The low information voters are in for a bad time when the bills finally come due.
Detroit To Dump Retiree Health Costs On ObamaCare
By JED GRAHAM, INVESTOR'S BUSINESS DAILY
Posted 09:18 AM ET
The federal government isn't among the creditors Detroit has turned to for mercy, but U.S. taxpayers will bear a large share of the cost of its restructuring.
High on emergency manager Kevyn Orr's to-do list: slash health care outlays for thousands of early retirees by shifting them to ObamaCare.
Detroit spent $177 million on health benefits for 19,000 retirees last year but figures it can cut that to $28 million-$40 million a year.

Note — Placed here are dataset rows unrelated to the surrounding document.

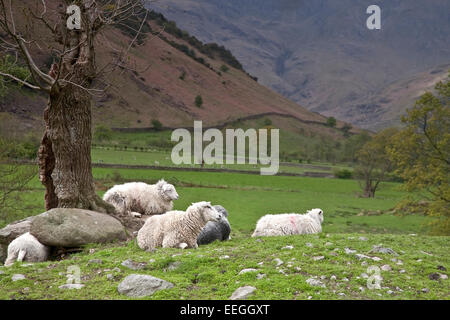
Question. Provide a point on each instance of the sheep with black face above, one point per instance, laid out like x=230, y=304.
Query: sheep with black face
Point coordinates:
x=177, y=229
x=137, y=198
x=213, y=230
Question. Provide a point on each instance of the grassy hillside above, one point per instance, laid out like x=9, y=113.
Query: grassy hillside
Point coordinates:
x=212, y=271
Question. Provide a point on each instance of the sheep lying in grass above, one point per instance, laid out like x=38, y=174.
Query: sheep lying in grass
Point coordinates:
x=177, y=229
x=219, y=230
x=26, y=248
x=138, y=198
x=289, y=224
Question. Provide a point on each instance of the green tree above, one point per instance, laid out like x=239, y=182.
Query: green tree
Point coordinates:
x=157, y=125
x=421, y=154
x=102, y=133
x=374, y=163
x=199, y=101
x=331, y=122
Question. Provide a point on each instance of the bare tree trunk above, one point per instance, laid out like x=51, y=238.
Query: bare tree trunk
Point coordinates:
x=65, y=152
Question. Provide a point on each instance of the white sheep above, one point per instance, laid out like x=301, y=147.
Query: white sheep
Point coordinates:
x=213, y=231
x=289, y=224
x=26, y=248
x=138, y=198
x=177, y=229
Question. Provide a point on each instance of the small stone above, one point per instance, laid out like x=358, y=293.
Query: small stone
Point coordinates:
x=138, y=286
x=434, y=276
x=380, y=249
x=71, y=286
x=247, y=270
x=349, y=251
x=134, y=265
x=376, y=259
x=386, y=267
x=173, y=265
x=318, y=258
x=18, y=277
x=278, y=261
x=315, y=282
x=242, y=293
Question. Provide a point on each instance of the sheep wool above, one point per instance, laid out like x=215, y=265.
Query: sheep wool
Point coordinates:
x=138, y=198
x=26, y=248
x=215, y=230
x=289, y=224
x=177, y=229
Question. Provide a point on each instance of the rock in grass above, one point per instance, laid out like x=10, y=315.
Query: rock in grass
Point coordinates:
x=386, y=267
x=138, y=286
x=133, y=265
x=278, y=261
x=315, y=283
x=63, y=227
x=14, y=230
x=247, y=271
x=17, y=277
x=242, y=293
x=380, y=249
x=71, y=286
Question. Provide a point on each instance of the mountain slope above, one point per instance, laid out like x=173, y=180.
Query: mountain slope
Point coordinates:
x=171, y=73
x=320, y=53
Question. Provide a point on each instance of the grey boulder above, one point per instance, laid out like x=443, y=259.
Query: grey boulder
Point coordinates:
x=242, y=293
x=15, y=230
x=139, y=286
x=63, y=227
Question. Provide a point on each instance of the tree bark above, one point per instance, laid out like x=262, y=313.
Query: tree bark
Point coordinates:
x=65, y=152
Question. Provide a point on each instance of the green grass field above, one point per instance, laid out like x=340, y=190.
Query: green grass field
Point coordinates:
x=202, y=274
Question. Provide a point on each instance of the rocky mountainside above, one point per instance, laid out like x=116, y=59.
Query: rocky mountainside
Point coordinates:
x=170, y=70
x=321, y=54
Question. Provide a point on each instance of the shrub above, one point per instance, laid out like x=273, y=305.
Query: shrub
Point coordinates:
x=343, y=174
x=331, y=122
x=199, y=101
x=224, y=68
x=157, y=125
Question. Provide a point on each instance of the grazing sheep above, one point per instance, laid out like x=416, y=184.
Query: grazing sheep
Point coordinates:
x=177, y=229
x=289, y=223
x=219, y=230
x=138, y=198
x=26, y=248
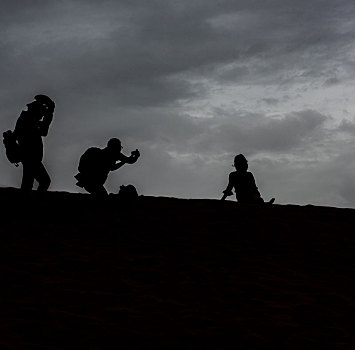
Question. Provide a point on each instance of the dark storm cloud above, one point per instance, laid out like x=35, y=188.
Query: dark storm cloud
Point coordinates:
x=129, y=69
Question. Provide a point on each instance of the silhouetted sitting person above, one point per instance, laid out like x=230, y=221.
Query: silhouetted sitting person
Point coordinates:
x=30, y=127
x=96, y=163
x=243, y=182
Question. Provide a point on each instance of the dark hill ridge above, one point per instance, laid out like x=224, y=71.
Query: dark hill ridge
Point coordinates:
x=165, y=273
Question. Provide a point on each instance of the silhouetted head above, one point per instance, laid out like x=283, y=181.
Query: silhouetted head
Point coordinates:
x=240, y=163
x=36, y=109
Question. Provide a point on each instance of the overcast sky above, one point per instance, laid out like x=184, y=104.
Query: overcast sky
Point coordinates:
x=190, y=84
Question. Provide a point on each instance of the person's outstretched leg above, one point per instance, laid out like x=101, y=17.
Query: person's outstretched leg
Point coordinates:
x=42, y=178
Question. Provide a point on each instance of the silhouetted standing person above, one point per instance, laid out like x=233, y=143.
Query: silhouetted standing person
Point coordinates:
x=96, y=163
x=31, y=126
x=243, y=183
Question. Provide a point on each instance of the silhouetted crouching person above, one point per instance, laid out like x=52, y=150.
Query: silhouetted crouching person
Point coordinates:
x=30, y=127
x=96, y=163
x=243, y=182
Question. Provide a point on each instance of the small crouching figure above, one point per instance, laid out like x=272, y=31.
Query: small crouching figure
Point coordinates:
x=243, y=183
x=96, y=163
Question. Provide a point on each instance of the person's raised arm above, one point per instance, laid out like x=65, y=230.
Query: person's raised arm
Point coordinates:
x=126, y=160
x=47, y=118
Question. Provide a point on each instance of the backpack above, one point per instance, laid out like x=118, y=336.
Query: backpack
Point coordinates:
x=12, y=148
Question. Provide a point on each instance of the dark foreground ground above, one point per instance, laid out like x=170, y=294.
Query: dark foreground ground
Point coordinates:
x=164, y=273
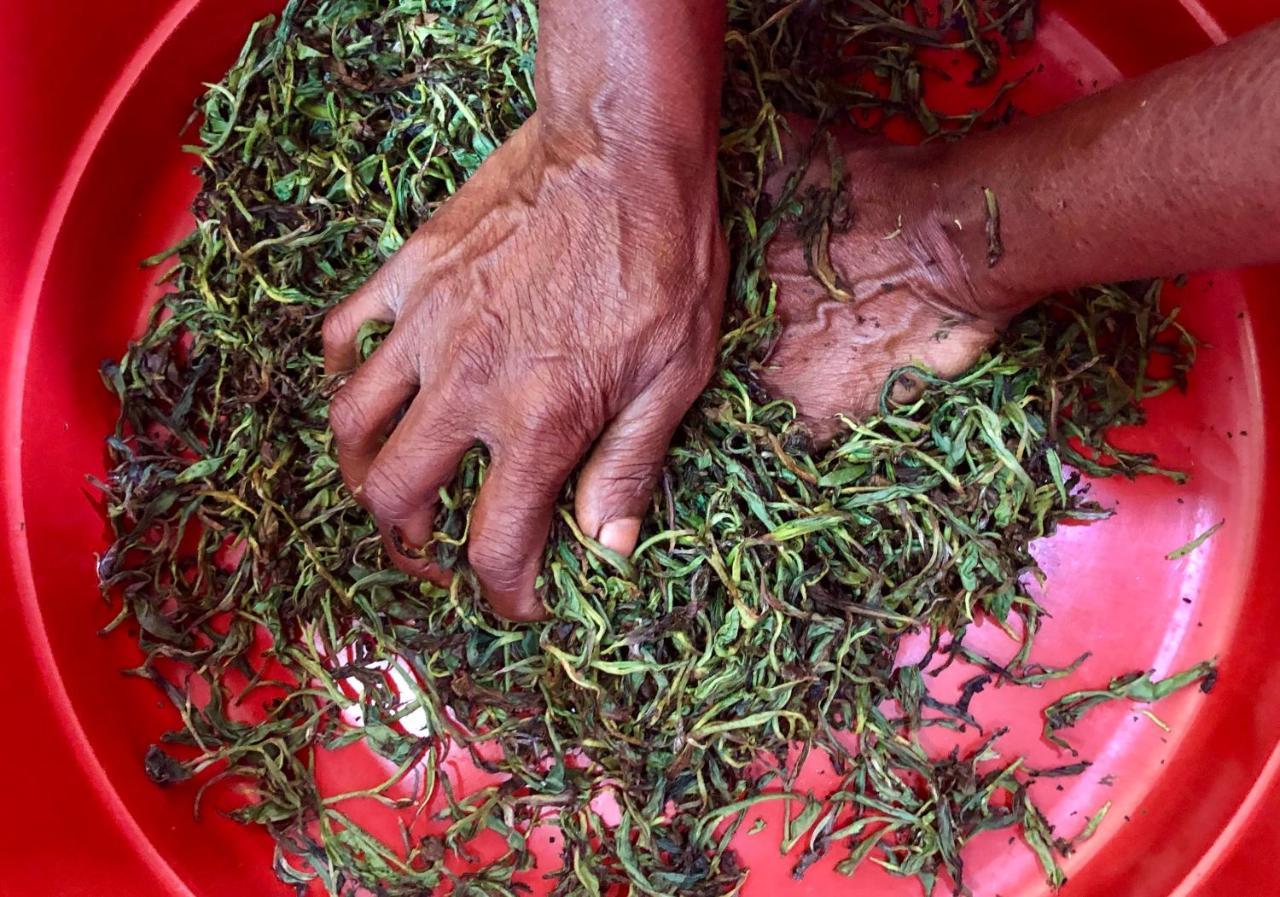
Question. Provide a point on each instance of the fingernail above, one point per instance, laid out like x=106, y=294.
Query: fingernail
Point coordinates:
x=620, y=535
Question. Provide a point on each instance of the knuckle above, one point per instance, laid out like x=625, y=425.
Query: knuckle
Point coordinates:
x=333, y=329
x=347, y=416
x=496, y=563
x=387, y=494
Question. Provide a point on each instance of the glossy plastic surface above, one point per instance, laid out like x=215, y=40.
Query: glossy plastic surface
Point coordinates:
x=91, y=179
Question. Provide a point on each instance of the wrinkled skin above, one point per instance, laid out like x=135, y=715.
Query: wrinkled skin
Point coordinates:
x=553, y=311
x=912, y=301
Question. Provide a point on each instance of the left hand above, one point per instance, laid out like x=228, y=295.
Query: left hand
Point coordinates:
x=905, y=292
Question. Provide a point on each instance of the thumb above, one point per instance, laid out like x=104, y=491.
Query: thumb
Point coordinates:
x=617, y=481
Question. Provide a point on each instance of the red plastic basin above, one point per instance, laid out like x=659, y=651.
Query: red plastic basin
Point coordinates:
x=91, y=179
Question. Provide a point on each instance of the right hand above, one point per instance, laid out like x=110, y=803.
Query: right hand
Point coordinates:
x=912, y=297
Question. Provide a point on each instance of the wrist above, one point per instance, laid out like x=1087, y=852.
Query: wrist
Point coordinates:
x=984, y=206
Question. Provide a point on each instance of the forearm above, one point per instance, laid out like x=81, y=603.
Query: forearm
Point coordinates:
x=640, y=79
x=1174, y=172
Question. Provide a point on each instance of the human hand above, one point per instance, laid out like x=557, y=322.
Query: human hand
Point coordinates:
x=565, y=297
x=900, y=291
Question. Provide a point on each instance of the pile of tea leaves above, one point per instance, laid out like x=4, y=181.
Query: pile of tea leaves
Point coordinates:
x=760, y=618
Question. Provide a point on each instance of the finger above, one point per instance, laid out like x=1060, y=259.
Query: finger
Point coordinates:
x=512, y=517
x=617, y=483
x=402, y=486
x=375, y=301
x=364, y=411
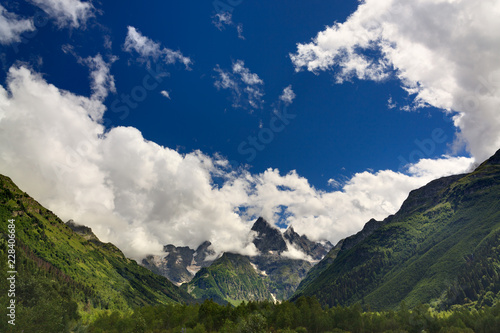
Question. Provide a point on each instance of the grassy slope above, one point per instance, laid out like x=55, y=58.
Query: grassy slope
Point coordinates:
x=422, y=251
x=103, y=277
x=231, y=278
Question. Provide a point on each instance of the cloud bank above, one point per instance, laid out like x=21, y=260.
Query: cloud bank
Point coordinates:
x=149, y=50
x=445, y=53
x=11, y=27
x=67, y=13
x=141, y=196
x=246, y=87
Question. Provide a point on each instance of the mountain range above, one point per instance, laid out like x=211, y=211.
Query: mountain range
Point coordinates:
x=273, y=274
x=442, y=248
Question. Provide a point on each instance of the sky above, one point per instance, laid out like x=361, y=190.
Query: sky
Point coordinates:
x=180, y=122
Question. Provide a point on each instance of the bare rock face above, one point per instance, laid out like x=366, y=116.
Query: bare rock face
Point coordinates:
x=268, y=239
x=180, y=264
x=272, y=266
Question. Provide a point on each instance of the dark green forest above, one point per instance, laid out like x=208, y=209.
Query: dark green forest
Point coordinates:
x=303, y=315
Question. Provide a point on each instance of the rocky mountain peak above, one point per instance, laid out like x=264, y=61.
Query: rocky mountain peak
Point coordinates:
x=268, y=238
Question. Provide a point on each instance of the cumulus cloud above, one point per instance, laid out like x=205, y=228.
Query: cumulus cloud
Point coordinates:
x=149, y=50
x=165, y=94
x=131, y=191
x=245, y=86
x=445, y=53
x=223, y=19
x=288, y=95
x=11, y=27
x=141, y=196
x=337, y=214
x=67, y=13
x=102, y=82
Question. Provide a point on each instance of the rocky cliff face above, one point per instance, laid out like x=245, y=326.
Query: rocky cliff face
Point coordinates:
x=313, y=249
x=273, y=267
x=268, y=240
x=180, y=264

Part of the savings would come from paring supplemental coverage for retirees age 65 and older, most of whom already get Medicare.
But the federal government will pick up much of the slack for early retirees through age 64, who will be eligible for subsidized coverage as long as household income is less than 400% of the poverty level.
The news is hardly surprising. While the Motor City is an early mover when it comes to shifting early retirees to ObamaCare, it's not alone and the road for doing so has been well-paved.
Last month, Chicago Mayor Rahm Emanuel — Obama's chief of staff when the law was passed in 2010 — disclosed that the Windy City would shift 30,000 early retirees to ObamaCare. Last year, retiree health care cost the city $109 million, but that's projected to balloon to $500 million within a decade.
Sheboygan County, Wis., also has crunched the numbers and envisions saving $286,000 in the upcoming fiscal year by shifting early retirees to ObamaCare's exchanges starting Jan. 1.
ObamaCare's crafters intended to provide an alternative to employer-provided coverage for retirees, which had long been in decline.
The law set aside $5 billion to offset employer costs from June 2010 until the launch of the subsidized exchanges at the start of 2014. The funds, to reimburse 80% of per-person claims between $15,000 and $90,000, were exhausted by December 2011. New claims were rejected.
About half of the employers who signed up for the program were government entities, including the city of Stockton, which has sought to dump retiree health care in bankruptcy proceedings.
Stockton public employee retirees recently agreed to accept $5.1 million in a lump sum, which is equal to just 2% of their lost health benefits.
The Early Retiree Reinsurance Program was described by the Department of Health and Human Services "as a bridge to the new health insurance Exchanges."
The implication was that employers would cross that bridge by shifting coverage to the federal government come 2014.
While relatively few government entities have declared such an intention, it seems logical to expect many to make that move in the next year or so.
As governments struggle with massive liabilities for pension and health benefits, court rulings have lent support to the contention that pensions are protected under state constitutions. On the other hand, rulings in a number of states have found no such protections for health benefits.
In a recent column, former Comptroller General David Walker wrote that ObamaCare presented "a huge opportunity for states and localities in desperate need of fixing their long-term finances."
He predicted: "The overall tax burden will shift, and in ways that Americans in other more fiscally responsible states may not appreciate."